CloudAI Benchmark Framework v1.6.1

vLLM

vLLM workload (test_template_name is vllm) allows users to execute vLLM benchmarks within the CloudAI framework.

vLLM is a high-throughput and memory-efficient inference engine for LLMs. This workload supports both aggregated and disaggregated prefill/decode modes.

Test and Scenario Examples

test.toml (test definition)

Copy
Copied!
            

name = "vllm_test" description = "Example vLLM test" test_template_name = "vllm" [cmd_args] docker_image_url = "nvcr.io#nvidia/ai-dynamo/vllm-runtime:0.7.0" model = "Qwen/Qwen3-0.6B" [bench_cmd_args] random_input_len = 16 random_output_len = 128 max_concurrency = 16 num_prompts = 30


scenario.toml (scenario with one test)

Copy
Copied!
            

name = "vllm-benchmark" [[Tests]] id = "vllm.1" num_nodes = 1 time_limit = "00:10:00" test_name = "vllm_test"


Test-in-Scenario example

scenario.toml (separate test toml is not needed)

Copy
Copied!
            

name = "vllm-benchmark" [[Tests]] id = "vllm.1" num_nodes = 1 time_limit = "00:10:00" name = "vllm_test" description = "Example vLLM test" test_template_name = "vllm" [Tests.cmd_args] docker_image_url = "nvcr.io#nvidia/ai-dynamo/vllm-runtime:0.7.0" model = "Qwen/Qwen3-0.6B" [Tests.bench_cmd_args] random_input_len = 16 random_output_len = 128 max_concurrency = 16 num_prompts = 30


The number of GPUs can be controlled using the options below, listed from lowest to highest priority: 1. gpus_per_node system property (scalar value) 2. CUDA_VISIBLE_DEVICES environment variable (comma-separated list of GPU IDs) 3. gpu_ids command argument for prefill and decode configurations (comma-separated list of GPU IDs). If disaggregated mode is used (prefill is set), both prefill and decode should define gpu_ids, or none of them should set it.

By default, vLLM will run without disaggregation as a single process. To enable disaggregation, one needs to set prefill configuration:

test.toml (disaggregated prefill/decode)

Copy
Copied!
            

[cmd_args] docker_image_url = "nvcr.io#nvidia/ai-dynamo/vllm-runtime:0.7.0" model = "Qwen/Qwen3-0.6B" [cmd_args.prefill] [extra_env_vars] CUDA_VISIBLE_DEVICES = "0,1,2,3"


The config above, will automatically split GPUs specified in CUDA_VISIBLE_DEVICES into two: - The first half will be used for prefill - The second half will be used for decode

For more control, users can specify the GPU IDs explicitly in prefill and decode configurations:

test.toml (disaggregated prefill/decode)

Copy
Copied!
            

[cmd_args.prefill] gpu_ids = "0,1" [cmd_args.decode] gpu_ids = "2,3"


In this case CUDA_VISIBLE_DEVICES will be ignored and only the GPUs specified in gpu_ids will be used.

proxy_script is used to proxy the requests from the client to the prefill and decode instances. It is ignored for non-disaggregated mode. Default value can be found below.
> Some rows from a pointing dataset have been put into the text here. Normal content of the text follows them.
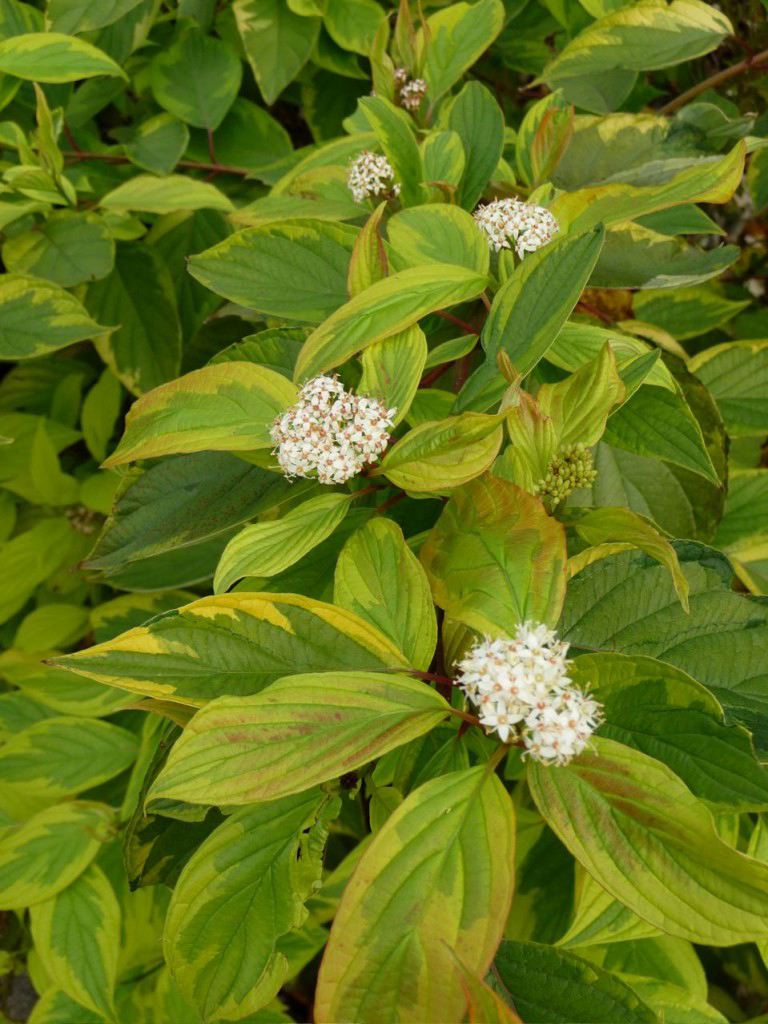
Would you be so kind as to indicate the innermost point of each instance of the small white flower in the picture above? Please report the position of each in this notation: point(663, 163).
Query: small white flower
point(509, 222)
point(371, 175)
point(413, 92)
point(524, 683)
point(330, 433)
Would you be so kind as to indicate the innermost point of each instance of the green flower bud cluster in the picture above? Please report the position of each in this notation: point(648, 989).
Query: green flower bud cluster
point(570, 469)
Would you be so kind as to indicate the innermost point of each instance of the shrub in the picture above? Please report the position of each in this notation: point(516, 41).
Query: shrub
point(383, 512)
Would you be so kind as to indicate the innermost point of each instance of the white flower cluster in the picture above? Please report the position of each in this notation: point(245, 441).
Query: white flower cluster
point(371, 175)
point(411, 90)
point(524, 683)
point(330, 433)
point(510, 220)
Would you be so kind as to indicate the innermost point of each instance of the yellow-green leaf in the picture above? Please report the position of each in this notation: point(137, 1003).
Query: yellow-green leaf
point(54, 57)
point(298, 732)
point(437, 877)
point(43, 855)
point(383, 309)
point(380, 579)
point(77, 937)
point(267, 548)
point(235, 644)
point(228, 407)
point(38, 316)
point(687, 882)
point(436, 457)
point(495, 558)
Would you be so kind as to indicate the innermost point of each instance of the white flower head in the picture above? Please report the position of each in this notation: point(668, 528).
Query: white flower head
point(371, 175)
point(511, 223)
point(522, 686)
point(331, 434)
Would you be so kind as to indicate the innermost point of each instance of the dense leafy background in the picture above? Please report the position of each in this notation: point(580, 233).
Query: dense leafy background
point(185, 814)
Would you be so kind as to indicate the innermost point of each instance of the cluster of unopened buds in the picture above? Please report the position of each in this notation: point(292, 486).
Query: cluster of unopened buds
point(570, 469)
point(371, 176)
point(512, 223)
point(522, 691)
point(331, 434)
point(410, 90)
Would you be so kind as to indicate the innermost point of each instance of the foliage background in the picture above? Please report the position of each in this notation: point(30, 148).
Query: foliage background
point(136, 135)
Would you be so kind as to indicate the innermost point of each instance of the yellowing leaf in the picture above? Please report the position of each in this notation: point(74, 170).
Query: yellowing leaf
point(380, 579)
point(708, 181)
point(235, 644)
point(77, 937)
point(436, 878)
point(383, 309)
point(228, 407)
point(687, 882)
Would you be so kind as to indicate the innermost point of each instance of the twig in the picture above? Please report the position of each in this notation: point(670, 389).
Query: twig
point(75, 156)
point(749, 64)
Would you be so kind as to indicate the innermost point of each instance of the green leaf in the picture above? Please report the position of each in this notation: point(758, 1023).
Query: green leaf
point(265, 549)
point(158, 143)
point(645, 36)
point(706, 181)
point(477, 120)
point(379, 579)
point(68, 249)
point(385, 308)
point(51, 56)
point(436, 233)
point(454, 39)
point(278, 42)
point(179, 504)
point(296, 733)
point(144, 350)
point(495, 558)
point(435, 458)
point(77, 937)
point(658, 423)
point(681, 503)
point(688, 882)
point(197, 79)
point(686, 312)
point(164, 195)
point(664, 713)
point(37, 316)
point(552, 985)
point(60, 757)
point(241, 893)
point(99, 414)
point(627, 602)
point(353, 24)
point(736, 374)
point(73, 16)
point(619, 524)
point(55, 1007)
point(235, 644)
point(394, 131)
point(392, 370)
point(436, 878)
point(228, 407)
point(636, 257)
point(528, 311)
point(296, 271)
point(46, 853)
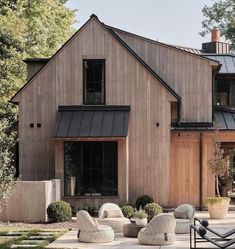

It can be overridden by setting proxy_script by using the latest version of the script from vLLM repository:

test_scenario.toml (override proxy_script)

Copy
Copied!
            

[[Tests.git_repos]] url = "https://github.com/vllm-project/vllm.git" commit = "main" mount_as = "/vllm_repo" [Tests.cmd_args] docker_image_url = "vllm/vllm-openai:v0.14.0-cu130" proxy_script = "/vllm_repo/tests/v1/kv_connector/nixl_integration/toy_proxy_server.py"


In this case the proxy script will be mounted from the vLLM repository (cloned locally) as /vllm_repo and used for the test.

vLLM Serve Arguments

pydantic model cloudai.workloads.vllm.vllm.VllmArgs[source]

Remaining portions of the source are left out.